Nephi’s Brother Jacob, Part 9

Jacob remarked about the great holiness of God: “O how great the holiness of our God!” (2 Ne. 9: 20.) He makes this exclamation after explaining the “mercy of our God, the Holy One of Israel!” Jacob is taken by the enormity of God’s mercy. It is proven beyond any dispute in that “he delivereth his saints from that awful monster the devil, and death, and hell, and that lake of fire and brimstone, which is endless torment.” (2 Ne. 9: 19.) Having seen what awaits the unrepentant, Jacob marvels at God’s great mercy. The Lord’s “saints” will be spared this torment.

In contrast, Jacob points out that there is nothing but woes awaiting the unrepentant. “But wo unto the rich, who are rich as to the things of the world. For because they are rich they despise the poor, and they persecute the meek, and their hearts are upon their treasures; wherefore, their treasure is their god. And behold their treasure shall perish with them also.” (2 Ne. 9: 30.) It is a marvel we can read these verses and have no concern for the multi-billion dollar church renovation project underway in downtown Salt Lake City. Upscale housing, retail and office space are being built to stimulate investment in the downtown economy. This is all under the supervision of the Presiding Bishop and First Presidency, using a for-profit corporation. Though Jacob seems to speak about individuals, it leaves us wondering if the same might be said of institutions as well.

Jacob said, “Yea, who unto those that worship idols, for the devil of all devils delighteth in them.” (2 Ne. 9: 38.) That is why we are never to allow any man or group of men to get between us and God. God alone is worthy of worship. If you put another man or institution between you and God, you are the delight of the devil of all devils, for he has made you his. You will suffer the wrath of God (D&C 76: 104-106), and not qualify for the mercy which Jacob taught proved God’s holiness.

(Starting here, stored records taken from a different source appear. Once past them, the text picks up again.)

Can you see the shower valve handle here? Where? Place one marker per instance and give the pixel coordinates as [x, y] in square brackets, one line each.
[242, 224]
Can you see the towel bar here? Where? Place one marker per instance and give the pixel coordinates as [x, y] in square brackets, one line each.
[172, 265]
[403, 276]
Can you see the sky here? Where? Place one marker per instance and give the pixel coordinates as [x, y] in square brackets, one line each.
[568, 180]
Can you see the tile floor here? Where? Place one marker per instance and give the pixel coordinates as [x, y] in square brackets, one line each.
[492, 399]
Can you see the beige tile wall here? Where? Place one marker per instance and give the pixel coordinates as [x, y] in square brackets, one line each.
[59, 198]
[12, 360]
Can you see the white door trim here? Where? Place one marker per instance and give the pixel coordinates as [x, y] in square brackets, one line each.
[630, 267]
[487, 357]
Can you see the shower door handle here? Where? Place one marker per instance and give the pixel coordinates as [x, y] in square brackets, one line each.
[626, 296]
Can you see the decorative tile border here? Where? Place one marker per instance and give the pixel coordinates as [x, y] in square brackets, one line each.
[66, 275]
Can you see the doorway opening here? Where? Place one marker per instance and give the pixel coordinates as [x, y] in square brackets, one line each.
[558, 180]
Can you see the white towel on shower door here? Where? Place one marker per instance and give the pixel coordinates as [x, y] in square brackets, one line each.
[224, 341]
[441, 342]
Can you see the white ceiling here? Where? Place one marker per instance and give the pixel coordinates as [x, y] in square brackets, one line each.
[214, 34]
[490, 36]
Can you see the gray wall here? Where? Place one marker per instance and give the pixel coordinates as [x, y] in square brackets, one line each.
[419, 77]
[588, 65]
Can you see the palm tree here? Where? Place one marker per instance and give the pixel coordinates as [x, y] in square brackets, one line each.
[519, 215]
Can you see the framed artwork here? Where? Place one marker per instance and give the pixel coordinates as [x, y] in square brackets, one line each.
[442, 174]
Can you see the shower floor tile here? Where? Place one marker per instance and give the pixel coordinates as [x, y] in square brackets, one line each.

Jacob anticipated there would be those who would reject, even become angry by what he taught. But he cautioned them: “Do not say that I have spoken hard things against you, for if ye do, ye will revile against the truth; for I have spoken the words of your Maker. I know that the words of truth are hard against all uncleanness; but the righteous fear them not, for they love the truth and are not shaken.” (2 Ne. 9: 40.) This is another proof we are reading the words of an actual prophet. They speak the truth. They cry repentance. They point to the Holy One of Israel. Prophets do not fear the anger which others will hold toward them. They know they speak what the Lord would have said.

Jacob observes “if ye were holy I would speak unto you of holiness; but as ye are not holy, and ye look upon me as a teacher, it must needs be expedient that I teach you the consequences of sin.” (2 Ne. 9: 48.) How marvelous it would be if Jacob had been freed up to speak only of holiness. What great things might this prophet-teacher have given us? How might he who stood in Christ’s presence have taught us if we were holy and not in need of repentance?

With almost every new revelation from heaven, mankind learns first and foremost that there is more work to be done to tear down false tradition and error in doctrine. Building Zion will never begin until the errors of teaching for commandments the doctrines of men has been subdued. Jacob is a reminder that great things must be preceded by repentance, and repentance must be preceded by an awakening to the awful situation in which we find ourselves.